In pratica ci si dice che i «comportamenti immorali con adulti» non sono certamente cosa buona però alla fin fine si tollerano; l’allarme vero, quello che prevede sanzioni anche pesanti scatta solo con la minore età dell’abusato. Come se le decine e decine di futuri preti che hanno condiviso il letto con McCarrick, e perciò in gran parte condannati a una vita sacerdotale come minimo squilibrata, non contassero granché. Come se la devastazione morale e di fede provocata da un vescovo predatore – vocazioni perdute, sacerdoti che a loro volta ripeteranno gli abusi, nomine episcopali falsate da legami morbosi – fossero un problema minore. Certo, le voci insistenti sconsigliavano la promozione di McCarrick a sedi prestigiose, ma la tagliola scatta solo quando fra gli accusatori compare un minorenne.
È un approccio gravissimo che ignora peraltro che il secondo crimine – abusi sui minori – è figlio del primo.
Quanto al secondo aspetto, la ricostruzione della vicenda McCarrick accredita l’idea che si tratti di una pagina nera per la Chiesa sì, ma comunque un episodio che grazie a tutte le misure prese soprattutto da papa Francesco più difficilmente potrà ricapitare. «Una vicenda triste dalla quale la Chiesa tutta ha imparato», dice Tornielli.
C’è da dubitarne, soprattutto perché si è volutamente ignorato che ciò che ha permesso l’irresistibile ascesa di McCarrick è un sistema di potere altrimenti denominato lobby gay, che favorisce la nomina e la carriera di vescovi con determinate caratteristiche. Dalla lettura del Rapporto pubblicato ieri si potrebbe pensare che il caso McCarrick sia il frutto di una sfortunata combinazione di fattori diversi: la personalità esuberante (per usare un eufemismo) del personaggio, la mancanza di regole chiare, la genericità delle accuse, l’errore in buona fede di un Papa, la debolezza di governo di un altro. Certo, anche questi sono elementi che hanno avuto il loro peso, ma il vero problema è che senza l’esistenza di una rete di rapporti e complicità a diversi livelli certe carriere sarebbero pressoché impossibili.

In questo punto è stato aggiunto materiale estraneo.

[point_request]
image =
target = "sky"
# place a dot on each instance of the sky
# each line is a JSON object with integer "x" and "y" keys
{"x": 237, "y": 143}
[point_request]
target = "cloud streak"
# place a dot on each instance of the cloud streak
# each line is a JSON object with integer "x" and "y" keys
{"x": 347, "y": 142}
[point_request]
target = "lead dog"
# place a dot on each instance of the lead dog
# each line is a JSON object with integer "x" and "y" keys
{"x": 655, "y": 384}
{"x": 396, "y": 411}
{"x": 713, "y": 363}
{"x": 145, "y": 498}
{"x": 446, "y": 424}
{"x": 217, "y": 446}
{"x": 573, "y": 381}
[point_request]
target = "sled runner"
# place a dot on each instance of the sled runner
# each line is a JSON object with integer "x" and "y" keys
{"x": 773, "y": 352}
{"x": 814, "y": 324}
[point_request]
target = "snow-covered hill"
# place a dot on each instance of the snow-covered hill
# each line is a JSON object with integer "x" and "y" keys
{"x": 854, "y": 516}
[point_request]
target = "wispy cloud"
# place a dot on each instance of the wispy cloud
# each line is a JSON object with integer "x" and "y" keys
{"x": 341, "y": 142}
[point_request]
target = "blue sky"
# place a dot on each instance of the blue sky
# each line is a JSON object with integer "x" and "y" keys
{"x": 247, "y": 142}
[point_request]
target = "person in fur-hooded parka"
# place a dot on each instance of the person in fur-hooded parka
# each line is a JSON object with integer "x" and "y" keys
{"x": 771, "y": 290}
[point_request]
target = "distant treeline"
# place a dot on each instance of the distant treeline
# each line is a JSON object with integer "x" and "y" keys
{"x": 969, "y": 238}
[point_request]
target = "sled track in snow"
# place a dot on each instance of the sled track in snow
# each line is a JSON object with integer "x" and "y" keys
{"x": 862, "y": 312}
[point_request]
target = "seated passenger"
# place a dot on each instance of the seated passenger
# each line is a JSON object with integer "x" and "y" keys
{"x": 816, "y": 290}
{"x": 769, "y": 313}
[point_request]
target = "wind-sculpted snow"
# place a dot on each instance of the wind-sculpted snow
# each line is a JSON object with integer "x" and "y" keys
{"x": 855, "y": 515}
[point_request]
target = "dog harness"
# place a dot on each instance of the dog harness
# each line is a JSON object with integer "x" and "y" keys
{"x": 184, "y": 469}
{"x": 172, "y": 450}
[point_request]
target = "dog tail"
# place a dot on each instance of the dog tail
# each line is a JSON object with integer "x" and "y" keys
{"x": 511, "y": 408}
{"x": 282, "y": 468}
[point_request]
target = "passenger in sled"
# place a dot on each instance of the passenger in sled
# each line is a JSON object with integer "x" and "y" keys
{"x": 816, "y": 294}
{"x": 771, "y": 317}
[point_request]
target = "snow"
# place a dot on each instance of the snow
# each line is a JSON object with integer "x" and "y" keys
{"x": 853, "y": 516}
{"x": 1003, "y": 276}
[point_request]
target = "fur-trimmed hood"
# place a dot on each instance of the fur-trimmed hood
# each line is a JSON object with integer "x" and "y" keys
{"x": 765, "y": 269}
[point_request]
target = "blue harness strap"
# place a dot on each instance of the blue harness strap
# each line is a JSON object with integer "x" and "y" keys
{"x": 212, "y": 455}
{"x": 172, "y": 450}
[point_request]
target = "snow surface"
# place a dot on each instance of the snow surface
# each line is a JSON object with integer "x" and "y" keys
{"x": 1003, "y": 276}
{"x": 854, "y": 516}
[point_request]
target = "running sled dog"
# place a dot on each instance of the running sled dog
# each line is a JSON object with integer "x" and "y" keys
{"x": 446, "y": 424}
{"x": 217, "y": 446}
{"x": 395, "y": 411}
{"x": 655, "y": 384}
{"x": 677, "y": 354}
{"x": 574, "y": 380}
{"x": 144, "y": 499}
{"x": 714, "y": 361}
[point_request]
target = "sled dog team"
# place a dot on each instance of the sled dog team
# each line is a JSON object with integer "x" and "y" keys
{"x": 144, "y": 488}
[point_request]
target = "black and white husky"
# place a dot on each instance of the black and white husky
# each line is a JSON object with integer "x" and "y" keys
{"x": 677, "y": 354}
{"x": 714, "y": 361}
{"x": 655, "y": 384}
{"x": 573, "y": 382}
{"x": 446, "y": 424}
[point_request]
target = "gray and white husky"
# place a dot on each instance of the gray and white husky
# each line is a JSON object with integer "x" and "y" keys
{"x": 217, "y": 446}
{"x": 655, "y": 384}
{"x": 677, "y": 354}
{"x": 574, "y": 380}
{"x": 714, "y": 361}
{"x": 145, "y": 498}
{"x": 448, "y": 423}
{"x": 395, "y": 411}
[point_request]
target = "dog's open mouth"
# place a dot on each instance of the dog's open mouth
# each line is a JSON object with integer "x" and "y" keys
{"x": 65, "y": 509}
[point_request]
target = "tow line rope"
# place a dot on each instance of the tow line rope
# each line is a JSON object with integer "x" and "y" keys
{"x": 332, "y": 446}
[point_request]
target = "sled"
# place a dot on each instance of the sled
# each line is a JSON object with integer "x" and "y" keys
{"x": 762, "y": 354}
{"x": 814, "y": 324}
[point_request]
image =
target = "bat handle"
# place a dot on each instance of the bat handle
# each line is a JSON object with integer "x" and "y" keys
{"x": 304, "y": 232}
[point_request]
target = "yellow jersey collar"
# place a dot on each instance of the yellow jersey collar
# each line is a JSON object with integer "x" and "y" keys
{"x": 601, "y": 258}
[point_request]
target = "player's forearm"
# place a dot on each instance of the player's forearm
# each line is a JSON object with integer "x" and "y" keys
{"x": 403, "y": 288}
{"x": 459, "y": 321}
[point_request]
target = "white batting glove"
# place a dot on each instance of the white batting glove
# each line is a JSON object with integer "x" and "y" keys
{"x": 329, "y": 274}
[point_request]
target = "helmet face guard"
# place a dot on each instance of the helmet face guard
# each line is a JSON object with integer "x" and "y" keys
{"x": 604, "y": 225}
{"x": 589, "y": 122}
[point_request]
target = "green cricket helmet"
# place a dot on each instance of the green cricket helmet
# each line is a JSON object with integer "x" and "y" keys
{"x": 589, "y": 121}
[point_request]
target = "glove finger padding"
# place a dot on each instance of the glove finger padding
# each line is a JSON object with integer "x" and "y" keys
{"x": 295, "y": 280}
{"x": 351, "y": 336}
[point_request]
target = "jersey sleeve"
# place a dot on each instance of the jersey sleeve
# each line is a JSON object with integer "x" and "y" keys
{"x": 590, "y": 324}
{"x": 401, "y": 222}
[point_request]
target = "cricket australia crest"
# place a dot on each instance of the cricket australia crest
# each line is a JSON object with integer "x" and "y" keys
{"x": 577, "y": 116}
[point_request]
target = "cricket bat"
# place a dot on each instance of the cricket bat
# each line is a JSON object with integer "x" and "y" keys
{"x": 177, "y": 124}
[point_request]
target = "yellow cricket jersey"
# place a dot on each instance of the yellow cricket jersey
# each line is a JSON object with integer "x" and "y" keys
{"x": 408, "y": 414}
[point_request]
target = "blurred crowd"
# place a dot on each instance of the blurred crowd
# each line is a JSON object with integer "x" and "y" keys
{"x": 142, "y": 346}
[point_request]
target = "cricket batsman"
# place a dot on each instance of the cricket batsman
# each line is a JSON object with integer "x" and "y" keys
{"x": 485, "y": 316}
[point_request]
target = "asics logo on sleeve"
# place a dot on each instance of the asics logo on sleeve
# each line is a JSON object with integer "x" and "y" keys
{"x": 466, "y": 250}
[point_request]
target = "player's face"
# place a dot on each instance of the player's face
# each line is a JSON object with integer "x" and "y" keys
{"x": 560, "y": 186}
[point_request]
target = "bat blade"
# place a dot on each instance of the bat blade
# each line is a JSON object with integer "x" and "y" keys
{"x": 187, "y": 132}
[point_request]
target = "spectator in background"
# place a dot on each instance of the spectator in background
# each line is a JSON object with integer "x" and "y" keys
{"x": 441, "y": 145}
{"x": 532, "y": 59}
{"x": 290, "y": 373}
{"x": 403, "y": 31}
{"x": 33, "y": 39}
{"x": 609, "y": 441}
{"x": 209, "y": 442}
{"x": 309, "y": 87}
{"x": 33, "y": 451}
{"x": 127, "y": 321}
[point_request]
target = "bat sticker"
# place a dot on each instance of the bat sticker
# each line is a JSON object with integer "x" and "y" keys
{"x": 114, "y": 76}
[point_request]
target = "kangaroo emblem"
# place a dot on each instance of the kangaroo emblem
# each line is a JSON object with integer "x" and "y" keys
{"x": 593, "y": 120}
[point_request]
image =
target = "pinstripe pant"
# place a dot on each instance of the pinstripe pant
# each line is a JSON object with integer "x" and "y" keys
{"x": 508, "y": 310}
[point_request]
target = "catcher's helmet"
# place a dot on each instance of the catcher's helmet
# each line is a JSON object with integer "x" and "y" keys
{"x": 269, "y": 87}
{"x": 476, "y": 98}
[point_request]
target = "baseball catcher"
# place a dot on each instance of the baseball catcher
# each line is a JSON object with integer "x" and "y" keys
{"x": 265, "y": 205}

E questa rete non ha funzionato solo per McCarrick, anzi ci sono elementi che fanno ritenere che negli ultimi anni si sia addirittura rafforzata. Ricordiamo il caso del Cile nel 2018, con papa Francesco che ha dovuto arrendersi all’evidenza non prima di aver squalificato le vittime che accusavano vescovi e preti abusatori. Ricordiamo anche la misteriosa copertura in Vaticano offerta al vescovo argentino Zanchetta. Ricordiamo le denunce che inseguono il cardinale honduregno Oscar Rodriguez Maradiaga, coordinatore del gruppo di lavoro dei cardinali che affiancano papa Francesco per la riforma della Curia («tutte calunnie», ha detto l’anno scorso il Papa), e il cui vescovo ausiliare Juan José Pineda ha dovuto dimettersi nel luglio 2018 per molestie sessuali nel seminario. E ricordiamo anche le “voci” che dalla natìa Puglia accompagnano la rapida ascesa dell’appena nominato cardinale Marcello Semeraro, che della sua attuale diocesi Albano ha fatto la capitale italiana dei cristiani Lgbt. E tornando a McCarrick non dimentichiamo che ci sono diversi vescovi americani nominati proprio grazie alla sponsorizzazione dell’ex cardinale.
E si potrebbe continuare. No, non c’è davvero un segnale che dalla vicenda McCarrick la Chiesa abbia imparato, c’è piuttosto la sensazione che si faccia pagare uno per poter continuare tranquillamente con gli altri. E nel frattempo fare avanzare l’idea che per un prete avere tendenze omosessuali non sia un problema.